What I liked. I thought The Calorie Man was well plotted and had a good arc and ending. It absolutely fit the world and gave a glimpse of what The Windup Girl does so well. I especially enjoyed the bittersweet, hopeful finish to the tale.
Yellow Card Man provided a whole lot of context to Hock Seng. We get to see how he makes it to Bangkok and his struggles to survive in detail. This one felt almost like a cut chapter from the novel, though chronologically it poses some problems so I can see why it wasn't added.

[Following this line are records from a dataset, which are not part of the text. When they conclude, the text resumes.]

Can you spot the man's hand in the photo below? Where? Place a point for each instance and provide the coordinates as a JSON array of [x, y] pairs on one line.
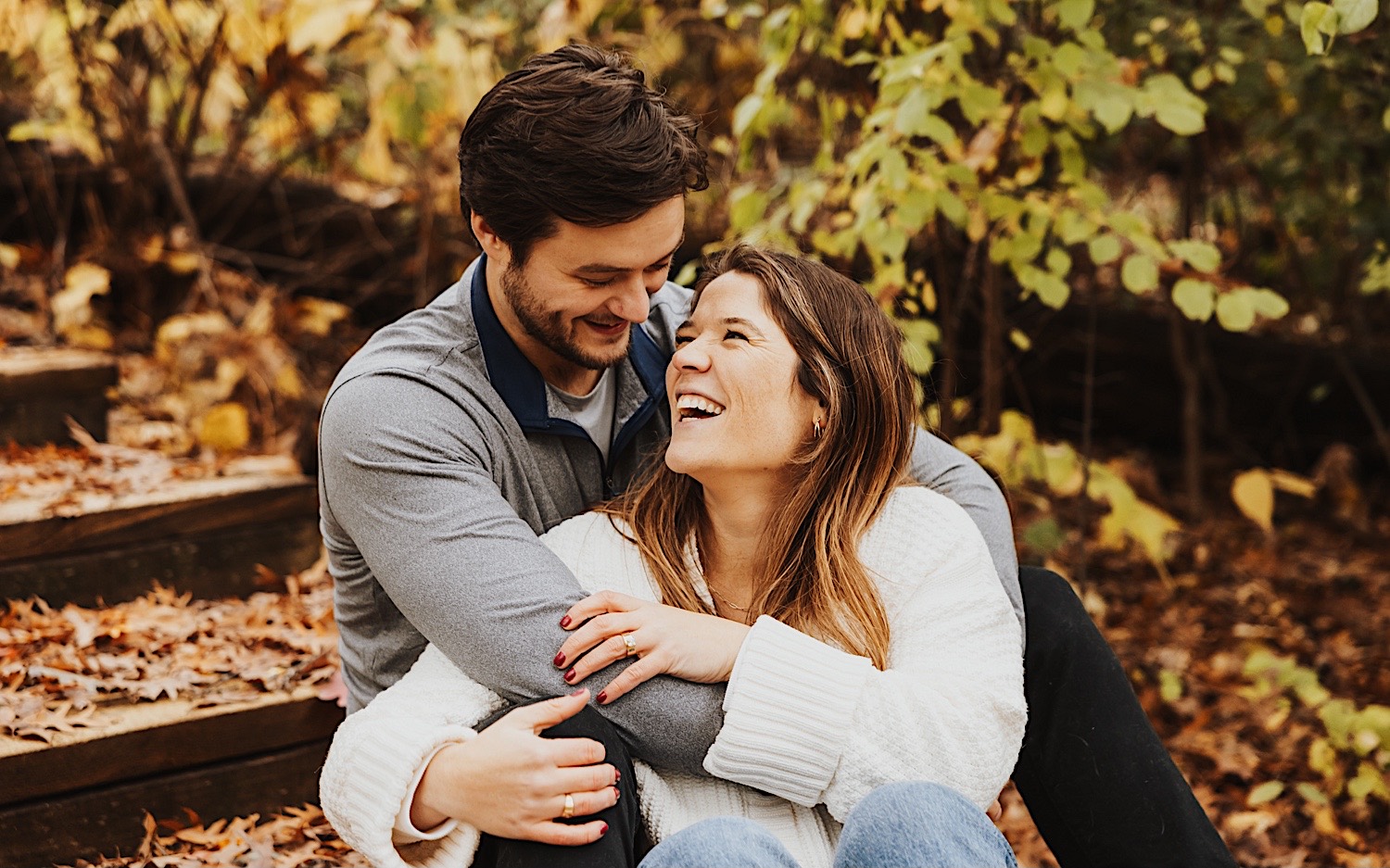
[[666, 640], [511, 782]]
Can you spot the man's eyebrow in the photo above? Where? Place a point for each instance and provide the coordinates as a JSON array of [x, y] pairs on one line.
[[606, 269]]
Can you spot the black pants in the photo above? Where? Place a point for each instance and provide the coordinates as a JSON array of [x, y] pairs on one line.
[[623, 843], [1093, 773]]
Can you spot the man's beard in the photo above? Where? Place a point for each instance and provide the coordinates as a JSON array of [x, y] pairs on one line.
[[550, 328]]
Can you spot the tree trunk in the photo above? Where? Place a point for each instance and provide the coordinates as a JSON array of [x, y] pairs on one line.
[[1189, 374]]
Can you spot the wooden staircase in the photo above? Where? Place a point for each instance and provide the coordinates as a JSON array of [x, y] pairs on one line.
[[86, 792]]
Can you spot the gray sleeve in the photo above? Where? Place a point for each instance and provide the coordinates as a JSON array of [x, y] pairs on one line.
[[950, 471], [406, 473]]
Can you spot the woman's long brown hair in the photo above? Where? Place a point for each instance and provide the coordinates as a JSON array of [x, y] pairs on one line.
[[851, 361]]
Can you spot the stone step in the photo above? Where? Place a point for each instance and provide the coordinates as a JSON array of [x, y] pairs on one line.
[[205, 536], [86, 793], [41, 388]]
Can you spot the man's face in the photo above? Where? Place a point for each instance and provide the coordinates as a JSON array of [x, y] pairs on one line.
[[572, 303]]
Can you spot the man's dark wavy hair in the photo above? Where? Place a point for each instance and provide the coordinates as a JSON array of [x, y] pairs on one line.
[[575, 135]]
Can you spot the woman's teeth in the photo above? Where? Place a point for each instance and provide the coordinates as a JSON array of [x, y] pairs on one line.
[[694, 406]]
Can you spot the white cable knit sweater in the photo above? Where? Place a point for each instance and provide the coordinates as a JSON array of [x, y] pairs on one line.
[[811, 726]]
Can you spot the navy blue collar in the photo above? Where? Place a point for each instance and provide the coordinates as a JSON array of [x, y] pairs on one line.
[[520, 384]]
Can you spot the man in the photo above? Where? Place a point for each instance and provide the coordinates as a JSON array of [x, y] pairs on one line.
[[534, 388]]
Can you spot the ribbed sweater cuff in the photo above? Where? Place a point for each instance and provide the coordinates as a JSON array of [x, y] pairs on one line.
[[787, 710], [361, 789]]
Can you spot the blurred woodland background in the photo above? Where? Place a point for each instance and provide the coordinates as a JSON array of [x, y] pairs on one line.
[[1140, 253]]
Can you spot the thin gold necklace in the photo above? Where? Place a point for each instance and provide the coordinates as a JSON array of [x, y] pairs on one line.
[[700, 561]]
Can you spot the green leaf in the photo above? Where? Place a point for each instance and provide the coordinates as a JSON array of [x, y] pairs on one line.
[[1268, 303], [1073, 228], [1075, 14], [1312, 793], [1236, 308], [1314, 27], [1069, 58], [1044, 536], [1368, 781], [1104, 249], [917, 336], [1114, 111], [1197, 299], [1265, 792], [1354, 16], [1140, 274], [1198, 255], [1236, 311], [915, 119], [1322, 759], [1050, 289], [1181, 119]]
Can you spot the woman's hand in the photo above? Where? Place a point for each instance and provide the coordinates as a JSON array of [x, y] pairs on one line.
[[666, 639], [511, 782]]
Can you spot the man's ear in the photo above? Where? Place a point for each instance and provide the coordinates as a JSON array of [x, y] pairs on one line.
[[494, 246]]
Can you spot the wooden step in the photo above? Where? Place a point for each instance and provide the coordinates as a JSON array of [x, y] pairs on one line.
[[86, 793], [39, 388], [195, 535]]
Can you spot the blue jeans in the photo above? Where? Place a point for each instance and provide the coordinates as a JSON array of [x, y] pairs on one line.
[[898, 825]]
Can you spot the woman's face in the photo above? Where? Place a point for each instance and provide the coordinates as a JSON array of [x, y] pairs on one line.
[[737, 409]]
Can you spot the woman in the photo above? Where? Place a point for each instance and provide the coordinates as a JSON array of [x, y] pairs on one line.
[[855, 618]]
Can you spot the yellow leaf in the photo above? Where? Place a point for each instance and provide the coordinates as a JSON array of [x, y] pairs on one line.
[[225, 428], [227, 377], [150, 249], [319, 316], [72, 305], [324, 22], [1265, 792], [1254, 496], [289, 384]]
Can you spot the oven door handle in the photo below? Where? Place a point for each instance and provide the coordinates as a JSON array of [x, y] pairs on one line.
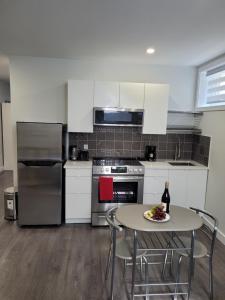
[[122, 178]]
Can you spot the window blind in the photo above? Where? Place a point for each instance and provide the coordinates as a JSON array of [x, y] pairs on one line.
[[215, 90]]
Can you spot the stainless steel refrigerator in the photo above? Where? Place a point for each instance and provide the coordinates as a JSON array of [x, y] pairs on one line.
[[40, 161]]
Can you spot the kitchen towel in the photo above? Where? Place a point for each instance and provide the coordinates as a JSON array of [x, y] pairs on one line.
[[105, 188]]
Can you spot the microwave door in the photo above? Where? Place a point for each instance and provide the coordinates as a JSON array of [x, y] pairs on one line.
[[118, 117]]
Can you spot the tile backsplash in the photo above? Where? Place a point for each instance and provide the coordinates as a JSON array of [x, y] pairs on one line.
[[130, 142]]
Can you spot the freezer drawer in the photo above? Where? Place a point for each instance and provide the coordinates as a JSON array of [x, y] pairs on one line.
[[39, 193]]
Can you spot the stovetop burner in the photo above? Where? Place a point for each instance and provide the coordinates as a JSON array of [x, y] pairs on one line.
[[103, 161]]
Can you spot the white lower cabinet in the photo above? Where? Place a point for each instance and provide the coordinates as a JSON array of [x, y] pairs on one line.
[[187, 188], [78, 196]]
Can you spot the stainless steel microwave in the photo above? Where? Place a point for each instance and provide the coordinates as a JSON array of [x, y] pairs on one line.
[[113, 116]]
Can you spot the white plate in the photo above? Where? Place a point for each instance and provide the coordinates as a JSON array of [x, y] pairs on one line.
[[157, 221]]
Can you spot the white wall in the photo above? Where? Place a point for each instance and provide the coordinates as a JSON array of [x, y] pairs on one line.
[[7, 136], [4, 91], [213, 124], [38, 85]]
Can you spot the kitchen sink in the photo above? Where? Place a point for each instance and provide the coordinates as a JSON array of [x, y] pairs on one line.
[[181, 163]]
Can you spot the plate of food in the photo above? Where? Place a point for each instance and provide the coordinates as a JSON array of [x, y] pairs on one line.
[[157, 214]]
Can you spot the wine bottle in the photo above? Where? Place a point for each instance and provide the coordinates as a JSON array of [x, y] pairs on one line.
[[166, 198]]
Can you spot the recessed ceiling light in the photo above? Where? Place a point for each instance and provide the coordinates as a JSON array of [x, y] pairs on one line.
[[150, 51]]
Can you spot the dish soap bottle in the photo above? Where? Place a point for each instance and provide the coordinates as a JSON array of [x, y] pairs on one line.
[[166, 198]]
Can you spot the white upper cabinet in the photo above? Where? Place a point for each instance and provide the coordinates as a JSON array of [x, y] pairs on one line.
[[80, 105], [132, 95], [156, 108], [196, 188], [106, 94]]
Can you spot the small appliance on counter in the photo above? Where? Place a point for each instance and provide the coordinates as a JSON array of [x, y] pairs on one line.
[[83, 155], [73, 152], [150, 153]]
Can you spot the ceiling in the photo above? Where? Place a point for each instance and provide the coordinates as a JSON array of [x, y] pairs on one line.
[[182, 32]]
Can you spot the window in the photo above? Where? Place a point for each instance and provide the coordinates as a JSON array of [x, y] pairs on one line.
[[211, 87]]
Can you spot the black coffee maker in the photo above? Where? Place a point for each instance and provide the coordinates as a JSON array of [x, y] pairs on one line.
[[150, 153]]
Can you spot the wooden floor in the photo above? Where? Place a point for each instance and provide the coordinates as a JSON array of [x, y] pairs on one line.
[[68, 262]]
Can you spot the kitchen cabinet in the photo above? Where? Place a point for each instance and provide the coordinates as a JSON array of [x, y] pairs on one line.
[[156, 108], [78, 192], [106, 94], [196, 188], [132, 95], [80, 105], [187, 187]]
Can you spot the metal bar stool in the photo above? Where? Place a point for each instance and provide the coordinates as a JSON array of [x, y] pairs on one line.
[[209, 229], [120, 247]]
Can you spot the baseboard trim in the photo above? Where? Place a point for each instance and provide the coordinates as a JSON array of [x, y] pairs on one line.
[[78, 220], [220, 235]]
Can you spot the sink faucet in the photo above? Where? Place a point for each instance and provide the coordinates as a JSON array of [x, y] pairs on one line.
[[177, 150]]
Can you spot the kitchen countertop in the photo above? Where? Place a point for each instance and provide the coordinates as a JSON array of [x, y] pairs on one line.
[[77, 164], [159, 164], [164, 164]]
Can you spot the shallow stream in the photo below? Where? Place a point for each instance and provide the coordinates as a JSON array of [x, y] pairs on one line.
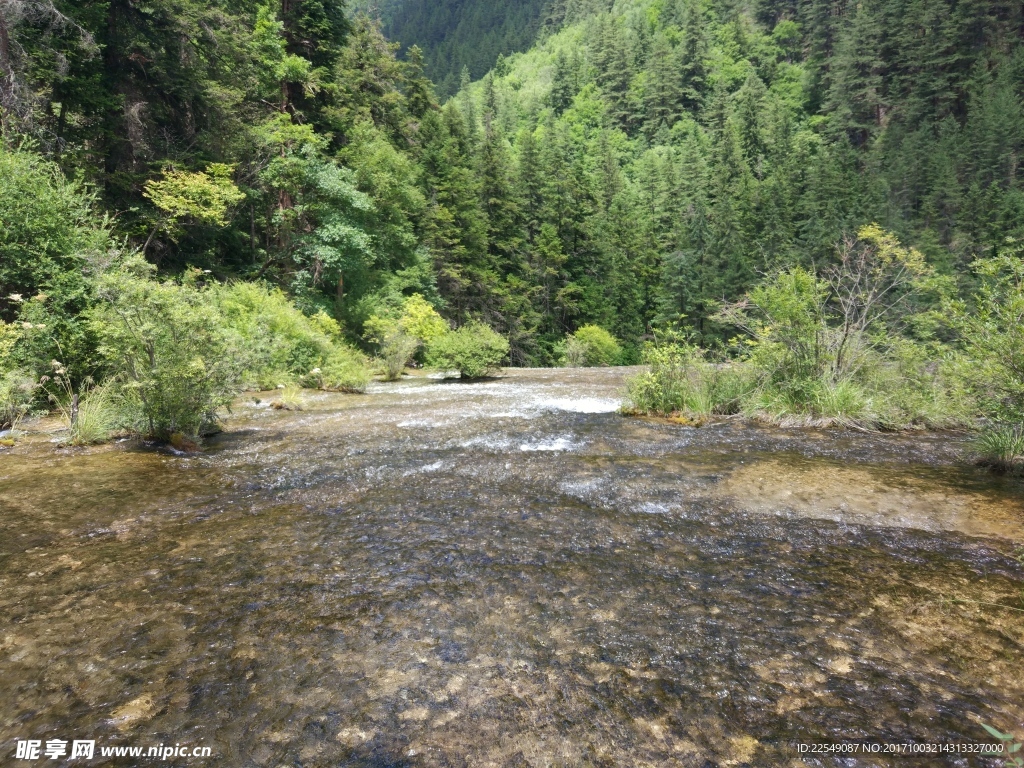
[[508, 573]]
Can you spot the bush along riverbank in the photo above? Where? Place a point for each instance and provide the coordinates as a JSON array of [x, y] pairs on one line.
[[877, 342]]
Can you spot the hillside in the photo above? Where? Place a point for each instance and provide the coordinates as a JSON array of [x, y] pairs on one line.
[[635, 169], [458, 35]]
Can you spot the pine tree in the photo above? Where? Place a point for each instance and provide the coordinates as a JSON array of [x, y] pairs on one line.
[[855, 102], [419, 91], [663, 92], [563, 83]]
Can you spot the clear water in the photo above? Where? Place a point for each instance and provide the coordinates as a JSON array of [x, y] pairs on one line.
[[508, 573]]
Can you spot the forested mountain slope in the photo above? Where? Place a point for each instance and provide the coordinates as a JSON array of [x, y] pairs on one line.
[[634, 169], [460, 35], [666, 154]]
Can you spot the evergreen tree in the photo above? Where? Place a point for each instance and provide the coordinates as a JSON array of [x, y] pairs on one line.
[[663, 91]]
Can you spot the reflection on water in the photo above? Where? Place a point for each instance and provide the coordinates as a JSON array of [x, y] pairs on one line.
[[507, 573]]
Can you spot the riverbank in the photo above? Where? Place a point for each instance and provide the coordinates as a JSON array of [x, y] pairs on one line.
[[508, 570]]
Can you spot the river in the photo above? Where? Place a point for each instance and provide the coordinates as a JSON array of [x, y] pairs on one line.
[[508, 573]]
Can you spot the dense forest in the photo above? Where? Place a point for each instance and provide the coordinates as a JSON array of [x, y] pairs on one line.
[[640, 168], [463, 39]]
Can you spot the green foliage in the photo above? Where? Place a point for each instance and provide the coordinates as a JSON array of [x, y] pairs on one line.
[[290, 398], [821, 349], [396, 349], [1001, 448], [474, 350], [16, 394], [278, 343], [990, 326], [48, 232], [166, 345], [203, 198], [592, 345], [680, 379], [399, 334]]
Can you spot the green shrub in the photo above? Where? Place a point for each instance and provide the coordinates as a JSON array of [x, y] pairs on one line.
[[473, 350], [49, 230], [1001, 448], [172, 357], [592, 346], [400, 333], [992, 335], [280, 344], [290, 398], [16, 392], [95, 419], [396, 349], [681, 380], [344, 370]]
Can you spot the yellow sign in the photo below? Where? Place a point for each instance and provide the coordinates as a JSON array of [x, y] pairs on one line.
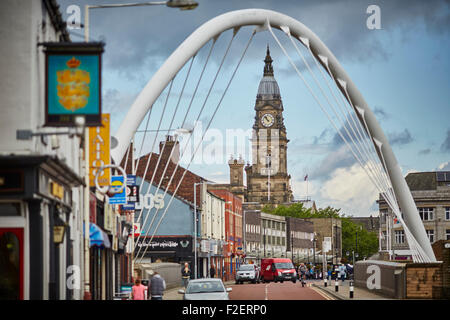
[[56, 190], [99, 152]]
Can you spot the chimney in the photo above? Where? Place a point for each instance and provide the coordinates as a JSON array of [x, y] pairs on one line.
[[170, 144]]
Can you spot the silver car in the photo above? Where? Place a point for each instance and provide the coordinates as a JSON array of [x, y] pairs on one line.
[[247, 272], [205, 289]]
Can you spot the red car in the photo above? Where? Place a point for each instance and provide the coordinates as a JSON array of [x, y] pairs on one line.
[[277, 269]]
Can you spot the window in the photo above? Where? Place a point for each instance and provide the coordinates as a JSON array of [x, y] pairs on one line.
[[399, 236], [426, 214], [8, 209], [430, 234]]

What I did not like. Man, life can be brutal. Hock Seng is not a character that I like. I think he is, as we see him in this story and in The Windup Girl, largely the victim of his circumstances but I don't agree with how he goes about it. I don't think he is wrong to do the things he does, I just don't like him and how he does what he does. He is certainly an intriguing character though and his role in the plot and his perspective lends a lot to both the world and the conflicts involved.
Both stories I would highly recommend to anyone who liked The Windup Girl. They add so much to the story that I cannot think of why you would skip them.
2 short stories add more detail to the world of The Windup Girl. The first gives us a glimpse of the Midwest monocrop megafarms, and the second is about a character from The Windup Girl, Hock Seng. Through The Windup Girl you read of his horror of the refugee towers he escaped and of him favouring his injured leg and in this story you learn why. I think these are interesting additions to The Windup Girl if you've already read it, but they don't really stand alone.
“The Calorie Man” (2005) - 3/5 - pirms daudziem mēnešiem pabeidzu, tā ka nianses vairs neatceros, bet lasījās ļoti lēnu, kautgan nebija neinteresant - traucēja, ka termini, detaļas u.c. lietas bija grūta saprotamas, jo nav lasīts galvenais romāns; “Yellow Card Man” (2006) - 2.5/5 - sākums pavisam garlaicīgs un tikai beigas OK.
Good stories that provide a little more background. I would not read till you have read the windup girl. Yellow Card man was good and told a story hinted at in the main book.